Another 10 minutes south in the Mission is Monocle favourite Heath Ceramics, a lofty showroom right next to the factory, where shoppers can peek into the production process. The California brand has been crafting dinnerware and tiles since 1948. Next door is Heath Newsstand, where magazine lovers will find a selection of independent (sometimes hard-to-find) magazines, as well as accessories such as woven socks, pens and seasonal blooms. For a post-shopping snack and glass of wine, Tartine, a bakery known for open sandwiches on slices of sourdough, is a few steps away. Last up is a trip to map and print specialist Schein & Schein in North Beach.
Despite being built across seven hills, the Portuguese capital is a gratifyingly walkable city. Heading up our retail hit list is Chapelaria Azevedo Rua, a Lisbon institution dating from 1886, which stocks manifold hats, including trilbies, bowlers, berets and a dapper range that riffs on regional Portuguese headgear. A shortish walk away from Baixa is Chiado, where you should keep your eyes peeled for a diminutive space on Rua do Carmo called Luvaria Ulisses. Here you can get your hands on a pair of excellent custom- made cashmere-lined gloves. For more Portuguese goodies – and perhaps a bottle or two of port – we suggest a visit to A Vida Portuguesa’s space on Rua Anchieta. After dashing down to Javá Rooftop for a quick coffee and a bite to eat, you can jump in a taxi for a short ride north to well-heeled Príncipe Real and Embaixada, a residence dating from 1877 in which a cluster of independent shops now sell everything from woollen throws to vinyl records and cosmetics.
Nearby, both Kolovrat and Maison Nuno Gama have you covered for clothing, including suits, shirts and shoes. We’re then heading over to the Alcântara neighbourhood where Margarida Fabrica offers a wonderful collection of ceramics. The closing chapter of our tour is at Livraria Ler Devagar, a palace of print that’s piled high with a best-in-class bookshop that’s all housed in a former newspaper-printing facility.
Life in Bangkok seems to gravitate towards the banks of the Chao Phraya River, so we’re going with the flow by starting our Christmas shopping at IconSiam, one of the Thai capital’s newest and shiniest megamalls. Head to The Selected on the second floor for a cross-section of budding Thai brands, as well as goodies from abroad, including Timo Trunks. It’s not all about malls, though. Architect Duangrit Bunnag’s The Jam Factory compound next door houses a lovely garden to enjoy before browsing the bookshelves at Candide. Then take a river taxi to the east bank to visit one of Bunnag’s newer projects, Warehouse 30. Here 30_6 has something for everyone, including Praat scents and leather sandals by Rawit. While there, pop into nearby ATT 19 for Southeast Asian ceramics and art.
Those seeking something a little different should head to Charoen Krung Road and Central: The Original Store. A modern riff on Central Group’s original site from Chinatown that 70 years ago started selling imported magazines.
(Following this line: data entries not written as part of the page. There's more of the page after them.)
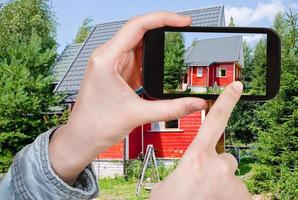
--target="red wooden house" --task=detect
[184,36,244,93]
[54,6,225,176]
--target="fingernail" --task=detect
[232,81,243,93]
[191,101,207,111]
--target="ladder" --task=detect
[136,144,160,196]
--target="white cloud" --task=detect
[225,0,285,26]
[243,34,266,45]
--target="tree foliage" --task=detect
[0,0,60,172]
[164,32,185,91]
[228,17,236,27]
[247,11,298,199]
[0,0,56,58]
[74,17,93,44]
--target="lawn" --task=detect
[97,177,149,200]
[97,157,253,200]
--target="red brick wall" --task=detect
[97,140,124,159]
[144,112,201,158]
[129,126,142,159]
[188,63,234,86]
[212,63,234,86]
[189,67,208,86]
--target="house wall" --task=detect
[188,63,234,87]
[129,126,142,159]
[210,63,234,87]
[144,112,201,158]
[235,64,242,81]
[97,140,124,160]
[189,66,208,86]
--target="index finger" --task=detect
[110,12,191,55]
[195,81,243,150]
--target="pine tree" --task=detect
[247,11,298,199]
[226,41,260,145]
[228,17,236,27]
[249,39,267,95]
[164,32,185,92]
[0,0,56,58]
[0,0,60,173]
[74,17,93,44]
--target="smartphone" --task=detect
[142,26,281,101]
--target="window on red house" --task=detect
[197,67,203,77]
[216,67,227,77]
[165,119,179,128]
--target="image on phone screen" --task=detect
[163,31,267,95]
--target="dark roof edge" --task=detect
[95,5,224,27]
[53,26,96,93]
[218,5,226,26]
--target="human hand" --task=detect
[150,82,252,200]
[49,12,207,184]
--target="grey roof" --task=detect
[55,6,225,100]
[52,44,83,83]
[184,35,243,67]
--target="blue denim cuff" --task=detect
[0,127,98,200]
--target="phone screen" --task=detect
[163,31,267,96]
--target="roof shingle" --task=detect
[55,6,225,100]
[52,44,83,83]
[184,35,243,67]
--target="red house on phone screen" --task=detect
[183,35,244,93]
[53,6,226,176]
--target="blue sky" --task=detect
[47,0,298,52]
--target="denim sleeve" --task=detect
[0,128,98,200]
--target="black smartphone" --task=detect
[143,27,281,101]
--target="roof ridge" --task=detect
[95,5,224,27]
[196,35,242,44]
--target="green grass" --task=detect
[97,177,150,200]
[97,157,254,200]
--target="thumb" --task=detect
[142,97,207,123]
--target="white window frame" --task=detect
[216,67,227,78]
[197,67,203,77]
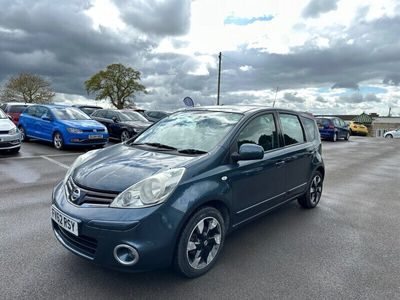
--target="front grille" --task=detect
[53,221,97,259]
[65,177,118,205]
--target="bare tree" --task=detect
[85,64,146,109]
[1,73,55,103]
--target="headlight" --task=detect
[63,149,101,185]
[8,127,18,134]
[110,168,185,208]
[67,127,83,133]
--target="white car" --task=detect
[383,128,400,139]
[0,109,21,153]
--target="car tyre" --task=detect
[53,131,64,150]
[174,207,225,278]
[18,126,29,142]
[297,171,324,209]
[120,130,131,142]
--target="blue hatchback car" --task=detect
[51,106,325,277]
[18,105,108,149]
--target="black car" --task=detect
[91,109,152,142]
[141,110,169,122]
[51,106,325,277]
[73,105,103,116]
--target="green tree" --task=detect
[1,73,55,103]
[85,64,146,109]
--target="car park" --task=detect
[0,109,21,153]
[0,102,31,125]
[383,128,400,139]
[142,110,169,122]
[346,121,368,136]
[18,105,108,150]
[316,117,350,142]
[51,106,325,277]
[73,105,103,116]
[91,109,152,142]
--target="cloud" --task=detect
[114,0,191,36]
[331,82,360,91]
[302,0,339,18]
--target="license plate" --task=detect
[51,205,78,236]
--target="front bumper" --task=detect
[52,183,183,271]
[0,132,21,150]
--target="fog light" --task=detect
[114,244,139,266]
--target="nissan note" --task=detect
[51,106,325,278]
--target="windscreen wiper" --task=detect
[178,149,208,154]
[131,143,177,150]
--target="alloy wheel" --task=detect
[186,217,221,269]
[310,175,322,205]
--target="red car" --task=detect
[0,102,31,125]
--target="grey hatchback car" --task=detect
[52,106,325,277]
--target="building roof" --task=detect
[372,117,400,124]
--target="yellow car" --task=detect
[346,121,368,135]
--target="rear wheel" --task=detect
[297,171,324,208]
[53,132,64,150]
[174,207,225,278]
[18,126,29,142]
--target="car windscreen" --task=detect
[316,118,332,126]
[8,105,27,114]
[130,111,243,152]
[51,107,90,120]
[0,109,8,119]
[119,111,148,122]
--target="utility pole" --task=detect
[272,86,279,107]
[217,52,222,105]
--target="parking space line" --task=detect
[40,155,69,169]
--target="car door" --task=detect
[36,106,54,141]
[227,113,285,224]
[279,112,316,199]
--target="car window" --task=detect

It now stocks clothing, books, music and more. Pick up an iced coffee at Siwilai Café on the first floor and take the BTS to CentralWorld. Studio 360 on the fifth floor is a stationer where a notebook from local brand Zequenz is a good gift for the writers and diarists in your life. Last up is a taxi to Sathorn. Thailand is known for furniture and Podium’s showroom has a new furniture line on display called Neorient, designed by Bangkok studio Atelier 21. A cane stool from its eye-catching previous collaboration is a cracking Christmas present.